THE NIGHT SOIL AND URINE of the population is at present almost completely lost to the land. In urban areas the concentration of the population is the main reason why water-borne sewage systems have developed. The greatest difficulty in the path of the reformer is the absence of sufficient land for dealing with these wastes. In country districts, however, there are no insurmountable obstacles to the utilization of human wastes.
 
It will be evident that in almost every case the vegetable and animal residues of Western agriculture are either being completely wasted or else imperfectly utilized. A wide gap between the humus used up in crop production and the humus added as manure has naturally developed. This has been filled by chemical manures. The principle followed, based on the Liebig tradition, is that any deficiencies in the soil solution can be made up by the addition of suitable chemicals. This is based on a complete misconception of plant nutrition. It is superficial and fundamentally unsound. It takes no account of the life of the soil, including the mycorrhizal association--the living fungous bridge which connects soil and sap. Artificial manures lead inevitably to artificial nutrition, artificial food, artificial animals, and finally to artificial men and women.
 
The ease with which crops can be grown with chemicals has made the correct utilization of wastes much more difficult. If a cheap substitute for humus exists why not use it? The answer is twofold. In the first place, chemicals can never be a substitute for humus because Nature has ordained that the soil must live and the mycorrhizal association must be an essential link in plant nutrition.
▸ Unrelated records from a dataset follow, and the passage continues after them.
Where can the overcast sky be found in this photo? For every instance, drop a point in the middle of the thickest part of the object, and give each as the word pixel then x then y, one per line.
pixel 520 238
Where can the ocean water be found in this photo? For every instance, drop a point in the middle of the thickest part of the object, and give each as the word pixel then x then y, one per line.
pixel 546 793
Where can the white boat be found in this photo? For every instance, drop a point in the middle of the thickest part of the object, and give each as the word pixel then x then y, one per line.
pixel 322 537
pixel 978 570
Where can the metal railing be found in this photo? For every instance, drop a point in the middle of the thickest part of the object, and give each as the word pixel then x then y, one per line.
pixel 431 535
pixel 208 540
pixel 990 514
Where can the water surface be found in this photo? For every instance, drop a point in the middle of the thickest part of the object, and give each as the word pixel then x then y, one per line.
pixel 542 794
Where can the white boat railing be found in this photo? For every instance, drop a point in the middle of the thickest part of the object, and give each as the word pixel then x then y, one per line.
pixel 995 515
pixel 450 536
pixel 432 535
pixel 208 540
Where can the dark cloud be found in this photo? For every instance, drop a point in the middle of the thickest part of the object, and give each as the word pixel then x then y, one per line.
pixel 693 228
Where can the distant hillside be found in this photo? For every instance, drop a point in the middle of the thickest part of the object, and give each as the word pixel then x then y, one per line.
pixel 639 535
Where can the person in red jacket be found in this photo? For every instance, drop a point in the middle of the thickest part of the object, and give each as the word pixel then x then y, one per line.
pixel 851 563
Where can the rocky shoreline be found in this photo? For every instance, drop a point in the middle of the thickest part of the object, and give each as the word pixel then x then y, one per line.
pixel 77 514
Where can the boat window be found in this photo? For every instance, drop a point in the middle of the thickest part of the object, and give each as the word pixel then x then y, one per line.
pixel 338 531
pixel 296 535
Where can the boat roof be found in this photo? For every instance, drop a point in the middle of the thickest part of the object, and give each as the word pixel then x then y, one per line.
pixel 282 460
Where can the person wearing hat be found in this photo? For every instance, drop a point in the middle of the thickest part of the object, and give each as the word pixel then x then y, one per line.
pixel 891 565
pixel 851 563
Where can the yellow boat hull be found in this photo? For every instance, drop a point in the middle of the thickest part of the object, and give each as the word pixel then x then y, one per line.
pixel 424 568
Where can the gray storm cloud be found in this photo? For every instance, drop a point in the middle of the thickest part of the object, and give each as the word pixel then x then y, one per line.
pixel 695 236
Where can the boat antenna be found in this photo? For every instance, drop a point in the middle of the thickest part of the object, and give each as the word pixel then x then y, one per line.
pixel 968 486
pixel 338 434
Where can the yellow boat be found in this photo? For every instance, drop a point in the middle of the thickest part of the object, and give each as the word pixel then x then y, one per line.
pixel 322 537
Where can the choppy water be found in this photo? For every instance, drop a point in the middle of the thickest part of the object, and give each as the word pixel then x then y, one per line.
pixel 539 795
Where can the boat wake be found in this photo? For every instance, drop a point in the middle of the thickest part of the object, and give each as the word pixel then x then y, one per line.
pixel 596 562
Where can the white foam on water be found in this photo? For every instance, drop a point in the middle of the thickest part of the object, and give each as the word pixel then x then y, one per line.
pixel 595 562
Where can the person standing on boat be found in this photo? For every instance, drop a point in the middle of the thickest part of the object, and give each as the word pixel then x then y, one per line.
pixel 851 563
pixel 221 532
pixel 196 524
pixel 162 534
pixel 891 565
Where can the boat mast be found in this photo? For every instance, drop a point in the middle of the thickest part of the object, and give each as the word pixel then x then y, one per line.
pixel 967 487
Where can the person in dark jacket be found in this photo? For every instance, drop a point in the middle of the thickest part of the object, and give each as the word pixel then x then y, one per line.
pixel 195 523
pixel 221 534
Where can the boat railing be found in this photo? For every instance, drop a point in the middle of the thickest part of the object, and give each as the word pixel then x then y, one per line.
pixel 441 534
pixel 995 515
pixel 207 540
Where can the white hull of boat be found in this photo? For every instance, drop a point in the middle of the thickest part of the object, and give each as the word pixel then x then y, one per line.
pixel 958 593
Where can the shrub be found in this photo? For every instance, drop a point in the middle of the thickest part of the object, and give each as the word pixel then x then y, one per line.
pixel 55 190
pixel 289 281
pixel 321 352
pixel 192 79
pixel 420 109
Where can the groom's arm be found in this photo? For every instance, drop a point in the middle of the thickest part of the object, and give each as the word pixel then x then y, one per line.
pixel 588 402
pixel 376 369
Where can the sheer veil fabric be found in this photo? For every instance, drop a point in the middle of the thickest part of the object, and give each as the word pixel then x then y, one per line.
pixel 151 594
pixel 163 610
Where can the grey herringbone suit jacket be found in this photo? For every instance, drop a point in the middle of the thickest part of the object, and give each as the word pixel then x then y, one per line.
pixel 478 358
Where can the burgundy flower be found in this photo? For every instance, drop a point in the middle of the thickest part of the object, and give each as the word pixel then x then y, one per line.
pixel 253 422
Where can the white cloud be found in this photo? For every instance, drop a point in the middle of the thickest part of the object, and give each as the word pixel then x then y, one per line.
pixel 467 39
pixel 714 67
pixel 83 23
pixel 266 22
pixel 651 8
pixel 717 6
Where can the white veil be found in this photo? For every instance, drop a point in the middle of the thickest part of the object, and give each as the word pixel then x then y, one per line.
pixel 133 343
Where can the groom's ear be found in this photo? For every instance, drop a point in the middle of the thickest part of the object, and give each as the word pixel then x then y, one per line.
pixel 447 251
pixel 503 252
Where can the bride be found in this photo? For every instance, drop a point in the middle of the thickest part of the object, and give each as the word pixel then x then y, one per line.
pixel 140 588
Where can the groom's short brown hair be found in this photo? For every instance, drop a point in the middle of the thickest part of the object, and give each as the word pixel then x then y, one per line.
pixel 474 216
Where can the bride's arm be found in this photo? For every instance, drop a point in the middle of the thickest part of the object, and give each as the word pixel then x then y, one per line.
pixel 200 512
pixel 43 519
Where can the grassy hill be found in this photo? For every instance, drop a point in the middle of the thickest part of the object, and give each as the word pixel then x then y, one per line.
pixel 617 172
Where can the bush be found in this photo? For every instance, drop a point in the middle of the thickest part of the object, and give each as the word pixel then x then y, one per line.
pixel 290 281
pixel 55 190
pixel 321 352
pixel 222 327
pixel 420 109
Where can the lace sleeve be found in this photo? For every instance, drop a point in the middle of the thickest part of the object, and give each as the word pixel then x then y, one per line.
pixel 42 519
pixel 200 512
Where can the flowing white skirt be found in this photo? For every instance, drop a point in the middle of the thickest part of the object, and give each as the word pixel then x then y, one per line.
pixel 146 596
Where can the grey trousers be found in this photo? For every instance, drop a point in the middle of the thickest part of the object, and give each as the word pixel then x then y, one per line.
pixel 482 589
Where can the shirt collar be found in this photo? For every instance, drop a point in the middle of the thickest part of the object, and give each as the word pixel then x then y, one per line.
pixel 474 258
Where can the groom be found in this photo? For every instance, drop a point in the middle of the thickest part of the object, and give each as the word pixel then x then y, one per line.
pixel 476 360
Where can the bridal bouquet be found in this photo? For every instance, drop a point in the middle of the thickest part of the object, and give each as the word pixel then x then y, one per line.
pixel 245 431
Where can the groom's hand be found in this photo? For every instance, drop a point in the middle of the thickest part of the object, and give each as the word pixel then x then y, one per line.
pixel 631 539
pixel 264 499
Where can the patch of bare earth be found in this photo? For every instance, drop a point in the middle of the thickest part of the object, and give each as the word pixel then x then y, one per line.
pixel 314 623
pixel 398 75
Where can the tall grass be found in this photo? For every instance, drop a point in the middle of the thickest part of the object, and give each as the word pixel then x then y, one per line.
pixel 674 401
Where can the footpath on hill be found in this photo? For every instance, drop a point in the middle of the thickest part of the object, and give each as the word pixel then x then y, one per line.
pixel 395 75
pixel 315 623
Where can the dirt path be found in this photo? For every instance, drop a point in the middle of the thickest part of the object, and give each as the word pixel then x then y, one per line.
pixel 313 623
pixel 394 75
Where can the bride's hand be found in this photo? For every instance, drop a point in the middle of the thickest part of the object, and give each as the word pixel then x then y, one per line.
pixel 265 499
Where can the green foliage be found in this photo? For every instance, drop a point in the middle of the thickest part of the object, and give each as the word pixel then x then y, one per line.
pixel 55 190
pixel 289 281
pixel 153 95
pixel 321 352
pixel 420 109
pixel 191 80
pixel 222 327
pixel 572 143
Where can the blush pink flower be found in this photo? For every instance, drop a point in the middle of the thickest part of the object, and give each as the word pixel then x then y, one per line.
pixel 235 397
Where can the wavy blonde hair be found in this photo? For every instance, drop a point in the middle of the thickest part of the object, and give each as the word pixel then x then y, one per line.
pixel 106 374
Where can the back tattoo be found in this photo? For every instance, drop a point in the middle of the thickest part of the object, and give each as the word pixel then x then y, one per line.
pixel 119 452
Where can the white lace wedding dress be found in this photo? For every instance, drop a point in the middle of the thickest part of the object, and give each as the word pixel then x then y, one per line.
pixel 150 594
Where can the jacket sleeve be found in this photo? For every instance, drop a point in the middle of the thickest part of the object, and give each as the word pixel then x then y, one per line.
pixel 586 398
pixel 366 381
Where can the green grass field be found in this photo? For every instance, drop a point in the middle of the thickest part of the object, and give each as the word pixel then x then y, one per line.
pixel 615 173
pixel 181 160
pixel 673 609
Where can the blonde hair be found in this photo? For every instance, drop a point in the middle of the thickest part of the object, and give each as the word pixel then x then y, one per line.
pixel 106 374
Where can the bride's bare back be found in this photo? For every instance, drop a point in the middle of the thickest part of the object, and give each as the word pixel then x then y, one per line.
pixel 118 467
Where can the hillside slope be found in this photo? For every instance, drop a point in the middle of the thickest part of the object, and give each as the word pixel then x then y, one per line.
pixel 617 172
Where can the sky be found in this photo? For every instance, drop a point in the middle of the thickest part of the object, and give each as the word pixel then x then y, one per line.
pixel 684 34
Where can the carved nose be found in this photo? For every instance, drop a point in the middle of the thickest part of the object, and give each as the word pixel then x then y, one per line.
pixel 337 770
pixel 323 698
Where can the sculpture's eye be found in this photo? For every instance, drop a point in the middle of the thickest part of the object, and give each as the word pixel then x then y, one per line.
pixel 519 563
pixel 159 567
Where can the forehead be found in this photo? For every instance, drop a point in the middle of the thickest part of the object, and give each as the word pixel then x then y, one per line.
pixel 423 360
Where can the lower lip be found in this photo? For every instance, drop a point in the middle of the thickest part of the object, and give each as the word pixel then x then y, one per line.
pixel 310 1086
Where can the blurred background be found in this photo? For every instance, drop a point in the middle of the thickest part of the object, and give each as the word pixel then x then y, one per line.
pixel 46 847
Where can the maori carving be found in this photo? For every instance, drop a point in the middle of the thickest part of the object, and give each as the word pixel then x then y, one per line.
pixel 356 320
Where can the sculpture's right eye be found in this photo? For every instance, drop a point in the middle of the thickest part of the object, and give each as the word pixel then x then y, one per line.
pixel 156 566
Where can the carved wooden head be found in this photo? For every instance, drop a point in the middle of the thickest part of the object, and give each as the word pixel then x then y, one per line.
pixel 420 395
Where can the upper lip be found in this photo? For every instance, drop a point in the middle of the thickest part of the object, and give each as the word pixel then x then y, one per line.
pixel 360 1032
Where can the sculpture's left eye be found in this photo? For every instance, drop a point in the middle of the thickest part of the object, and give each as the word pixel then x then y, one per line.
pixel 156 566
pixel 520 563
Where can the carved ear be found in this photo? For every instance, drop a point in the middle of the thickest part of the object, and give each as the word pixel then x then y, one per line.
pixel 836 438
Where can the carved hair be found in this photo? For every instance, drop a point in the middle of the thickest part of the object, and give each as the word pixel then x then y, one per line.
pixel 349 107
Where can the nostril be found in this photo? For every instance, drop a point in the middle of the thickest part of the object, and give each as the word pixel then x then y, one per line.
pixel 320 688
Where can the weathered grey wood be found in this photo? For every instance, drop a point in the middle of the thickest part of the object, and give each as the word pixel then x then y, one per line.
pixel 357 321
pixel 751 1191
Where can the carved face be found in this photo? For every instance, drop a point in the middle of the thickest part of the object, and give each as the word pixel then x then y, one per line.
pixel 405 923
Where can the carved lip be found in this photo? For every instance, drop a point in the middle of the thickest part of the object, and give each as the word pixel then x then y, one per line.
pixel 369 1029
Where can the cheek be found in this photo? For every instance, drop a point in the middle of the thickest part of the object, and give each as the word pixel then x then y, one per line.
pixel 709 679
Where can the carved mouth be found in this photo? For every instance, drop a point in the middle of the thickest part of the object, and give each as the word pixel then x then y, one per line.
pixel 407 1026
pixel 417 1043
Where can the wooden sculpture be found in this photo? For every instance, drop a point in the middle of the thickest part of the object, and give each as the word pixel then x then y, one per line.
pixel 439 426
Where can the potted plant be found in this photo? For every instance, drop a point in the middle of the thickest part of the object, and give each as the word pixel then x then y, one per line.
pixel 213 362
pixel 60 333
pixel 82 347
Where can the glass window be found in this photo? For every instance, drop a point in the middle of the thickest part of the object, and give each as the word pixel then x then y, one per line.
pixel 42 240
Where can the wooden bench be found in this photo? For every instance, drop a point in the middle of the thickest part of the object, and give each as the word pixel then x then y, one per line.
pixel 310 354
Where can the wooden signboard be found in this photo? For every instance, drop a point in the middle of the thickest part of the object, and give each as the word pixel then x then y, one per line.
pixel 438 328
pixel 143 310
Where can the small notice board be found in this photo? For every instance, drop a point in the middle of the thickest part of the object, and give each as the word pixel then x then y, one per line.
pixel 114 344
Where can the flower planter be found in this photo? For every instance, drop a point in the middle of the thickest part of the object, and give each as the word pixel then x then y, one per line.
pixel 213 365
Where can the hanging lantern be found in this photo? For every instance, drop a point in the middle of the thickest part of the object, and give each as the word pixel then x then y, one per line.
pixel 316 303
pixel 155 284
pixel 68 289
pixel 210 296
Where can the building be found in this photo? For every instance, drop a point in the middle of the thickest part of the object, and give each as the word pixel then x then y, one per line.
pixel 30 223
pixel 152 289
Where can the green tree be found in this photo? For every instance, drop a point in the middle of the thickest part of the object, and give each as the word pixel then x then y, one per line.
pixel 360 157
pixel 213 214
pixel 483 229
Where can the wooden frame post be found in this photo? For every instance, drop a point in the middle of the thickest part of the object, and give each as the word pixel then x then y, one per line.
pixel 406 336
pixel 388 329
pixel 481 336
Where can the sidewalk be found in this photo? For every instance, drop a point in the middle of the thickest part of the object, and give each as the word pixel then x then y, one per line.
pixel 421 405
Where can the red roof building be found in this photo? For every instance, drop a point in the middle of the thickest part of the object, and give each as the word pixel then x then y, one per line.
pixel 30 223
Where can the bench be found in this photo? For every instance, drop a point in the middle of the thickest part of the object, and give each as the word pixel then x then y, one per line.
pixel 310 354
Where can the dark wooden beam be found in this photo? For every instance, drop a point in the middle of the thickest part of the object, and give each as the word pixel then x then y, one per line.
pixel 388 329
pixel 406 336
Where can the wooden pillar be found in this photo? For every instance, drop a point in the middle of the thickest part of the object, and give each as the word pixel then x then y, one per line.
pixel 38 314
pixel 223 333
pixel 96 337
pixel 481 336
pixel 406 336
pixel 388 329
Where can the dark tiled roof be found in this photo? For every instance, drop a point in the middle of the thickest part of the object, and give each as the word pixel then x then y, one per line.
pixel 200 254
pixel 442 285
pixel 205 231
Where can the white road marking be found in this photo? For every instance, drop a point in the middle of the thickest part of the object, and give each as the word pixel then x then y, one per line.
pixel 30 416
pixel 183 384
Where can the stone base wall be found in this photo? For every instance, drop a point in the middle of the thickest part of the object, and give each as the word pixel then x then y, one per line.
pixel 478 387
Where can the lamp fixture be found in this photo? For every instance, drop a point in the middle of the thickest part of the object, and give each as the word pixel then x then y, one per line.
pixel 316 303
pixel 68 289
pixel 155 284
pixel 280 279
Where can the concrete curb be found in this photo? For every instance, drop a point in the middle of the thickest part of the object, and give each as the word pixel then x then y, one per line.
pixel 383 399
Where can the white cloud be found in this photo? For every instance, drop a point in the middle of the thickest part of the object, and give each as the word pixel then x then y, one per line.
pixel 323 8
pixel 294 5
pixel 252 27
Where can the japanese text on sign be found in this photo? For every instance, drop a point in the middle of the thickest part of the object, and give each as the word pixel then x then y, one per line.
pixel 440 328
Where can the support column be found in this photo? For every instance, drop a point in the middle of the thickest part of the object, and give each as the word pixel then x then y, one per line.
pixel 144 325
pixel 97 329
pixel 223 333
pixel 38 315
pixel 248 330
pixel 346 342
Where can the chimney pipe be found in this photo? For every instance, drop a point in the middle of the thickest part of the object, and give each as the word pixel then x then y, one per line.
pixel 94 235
In the second place, the use of such a substitute cannot be cheap because soil fertility--one of the most important assets of any country--is lost; because artificial plants, artificial animals, and artificial men are unhealthy and can only be protected from the parasites, whose duty it is to remove them, by means of poison sprays, vaccines and serums and an expensive system of patent medicines, panel doctors, hospitals, and so forth. When the finance of crop production is considered together with that of the various social services which are needed to repair the consequences of an unsound agriculture, and when it is borne in mind that our greatest possession is a healthy, virile population, the cheapness of artificial manures disappears altogether. In the years to come chemical manures will be considered as one of the greatest follies of the industrial epoch. The teachings of the agricultural economists of this period will be dismissed as superficial.
 
In the next section of this book the methods by which the agriculture of the West can be reformed and balanced and the use of artificial manures given up will be discussed.
 
 
 
BIBLIOGRAPHY
 
CLARKE, G. 'Some Aspects of Soil Improvement in relation to Crop Production' Proc. of the Seventeenth Indian Science Congress, Asiatic Society of Bengal, Calcutta, 1930, p. 23
 
HALL, SIR A. DANIEL. The Improvement of Native Agriculture in relation to Population and Public Health, Oxford University Press, 1936.
 
HOWARD, A., and WAD, Y. D. The Waste Products of Agriculture: Their Utilization as Humus, Oxford University Press, 1931
 
MANN, H. H., JOSHI, N. V., and KANITICAR, N. V. 'The Rab System of Rice Cultivation in Western India', Mem. of the Dept. of Agriculture in India (Chemical Series), ii 1912, p. 141.
 
Manures and Manuring, Bulletin 36 of the Ministry of Agriculture and Fisheries, H.M. Stationery Office, 1937.